I have been reading, thinking, and writing about the Internet and its effects upon our identities, communities, polities, and discourses for nearly a copy of decades. In that time, I have encountered no book as perceptive on the subject as Antón Barba-Kay’s A Web of Our Own Making: The Nature of Digital Formation, which I read at the beginning of the year. It is a timely book, meriting close and careful reading, with urgent insights concerning the most formative technologies and media of our day.

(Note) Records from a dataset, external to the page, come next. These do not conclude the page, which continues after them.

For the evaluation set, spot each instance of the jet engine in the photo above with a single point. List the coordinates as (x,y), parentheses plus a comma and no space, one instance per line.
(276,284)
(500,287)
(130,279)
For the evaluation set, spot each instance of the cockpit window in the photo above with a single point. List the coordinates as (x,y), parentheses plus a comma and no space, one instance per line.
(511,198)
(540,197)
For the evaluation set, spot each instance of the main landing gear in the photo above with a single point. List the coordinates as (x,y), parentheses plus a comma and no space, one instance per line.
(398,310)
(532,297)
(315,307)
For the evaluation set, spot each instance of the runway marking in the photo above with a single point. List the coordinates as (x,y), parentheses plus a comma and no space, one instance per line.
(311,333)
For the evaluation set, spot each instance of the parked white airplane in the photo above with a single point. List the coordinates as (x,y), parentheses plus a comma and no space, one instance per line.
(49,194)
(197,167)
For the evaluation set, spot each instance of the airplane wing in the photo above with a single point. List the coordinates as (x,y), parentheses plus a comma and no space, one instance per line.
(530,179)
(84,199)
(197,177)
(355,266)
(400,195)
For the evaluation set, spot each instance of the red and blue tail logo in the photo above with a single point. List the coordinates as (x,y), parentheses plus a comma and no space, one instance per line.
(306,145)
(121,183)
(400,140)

Not long ago I taught a course on the Bible and politics, which gave me occasion to revisit Oliver O’Donovan’s The Desire of the Nations, which I had set as a course text. For several years, I was an editor for a political theological journal’s website, focusing on Scripture and politics. Thinking carefully about Scripture as a source for political reflection while closely engaging with the writing of dozens of submissions from authors from a range of traditions, it was evident that Scripture more typically functioned as a reservoir of images, prooftexts, or resonant rhetoric to be exploited by political visions brought to the text, rather than as something that truly informed and shaped people’s politics. O’Donovan’s work is a rare instance where the biblical text is granted its proper place in a political imaginary. I never revisit it without great profit.
L. Michael Morales’s new Numbers commentary, in my judgment, may be his best work to date, at least from my reading of its first volume on Numbers 1-19. Any Theopolitan thinker will find rich seams of insight to mine within it and many points where positions that are familiar to readers of Jordan are developed and explored in stimulating and insightful ways. This is the best commentary I read in 2024.